Im PwC Experience Consulting schauen wir uns zunächst die komplette 8 an und durchleuchten das komplette Business. Einen spannenden Ansatz finde ich dabei, die ESG als Basis von Veränderung zu sehen. Kurzer Ausflug: Normalerweise werden die ESG-Ziele nur verwendet, um Betriebsabläufe unter die Lupe zu nehmen. Was aber, wenn wir auch das zentrale Geschäftsmodell und Produkte und Services unter ESG-Gesichtspunkten betrachten. 

(Ich bin keine eingefleischte ESG-Expertin, sondern Transformationsexpertin. Aber Ich finde es macht völlig Sinn, Transformation unter den Prämissen der ESG zu vollziehen)

Wir fragen uns mit unseren Kunden also 3 Fragen: 

E= Environmental: Wie können wir mit Blick auf unseren Planeten wirken und wirtschaften?

S= Social: Welche Systeme unterstützen das Wohlbefinden der Menschen

G= Governmental: Wie kann eine Organisation auf transparente und inklusive Weise geführt werden

Und dann kann es sein, dass man beginnt mit dem E-Faktor, wie man ein Gebäude mit erneuerbarer Energie versorgt, oder mit dem S-Faktor, wie man gleichberechtigten Zugang zu Kommunikation für alle schafft. Oder mit dem G-Faktor, wie man eine gerechte Vergütung sicherstellt…


Etc.pp. 

Die Arbeit mit diesem Raster erlaubt eine sehr umfassende strategische Ausrichtung, deren Umsetzung jedoch in kleineren Schritten erfolgen kann. 

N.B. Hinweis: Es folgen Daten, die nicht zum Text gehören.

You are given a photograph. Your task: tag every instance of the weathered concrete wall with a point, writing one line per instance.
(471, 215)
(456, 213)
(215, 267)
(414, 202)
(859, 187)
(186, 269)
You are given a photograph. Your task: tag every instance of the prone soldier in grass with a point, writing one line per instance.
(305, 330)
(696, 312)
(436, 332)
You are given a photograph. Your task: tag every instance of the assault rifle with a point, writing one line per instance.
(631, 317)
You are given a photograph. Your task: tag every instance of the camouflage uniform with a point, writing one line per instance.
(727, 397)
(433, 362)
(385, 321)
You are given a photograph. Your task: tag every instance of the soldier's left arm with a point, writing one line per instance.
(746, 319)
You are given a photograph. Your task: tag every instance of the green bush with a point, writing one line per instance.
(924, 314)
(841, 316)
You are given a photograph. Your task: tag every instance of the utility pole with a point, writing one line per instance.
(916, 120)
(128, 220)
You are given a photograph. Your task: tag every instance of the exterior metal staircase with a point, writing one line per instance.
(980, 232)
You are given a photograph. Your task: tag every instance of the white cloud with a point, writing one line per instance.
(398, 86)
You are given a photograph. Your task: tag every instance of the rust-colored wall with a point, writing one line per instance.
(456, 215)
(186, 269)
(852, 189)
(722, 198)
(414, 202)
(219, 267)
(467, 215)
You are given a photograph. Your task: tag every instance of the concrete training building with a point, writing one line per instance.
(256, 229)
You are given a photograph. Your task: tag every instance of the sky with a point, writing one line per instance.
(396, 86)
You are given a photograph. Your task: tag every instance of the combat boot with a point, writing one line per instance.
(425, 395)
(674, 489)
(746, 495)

Beiden Herangehensweisen, dem punktuellen Eintauchen in ein Thema und dem Blick auf das große System ist eins gemein: Der Wille sich durch die Herausforderungen durchzubeißen und nicht bei einem Thema aufzuhören. Gefestigte Elternschaft quasi…

Und damit folgt auch der letzte Punkt:

 4. Mein Tipp zum Mittwoch Abend

Versuchen Sie nicht Ihre individuellen Herausforderungen mit Lösungen zu Überkleistern, die auch bei anderen schon nicht funktioniert haben. Glauben Sie niemandem, der einfache Lösungen für komplexe Probleme verkauft. 

Versuchen Sie nicht, konkrete Themen wie Raum, IT, Business Transformation oder Employer Branding ganz allein zu lösen. Suchen sie sich Experten, die das schon seit Jahren machen. Sie müssen nicht Architekt und Digitalisierungsexperte auf einmal sein. 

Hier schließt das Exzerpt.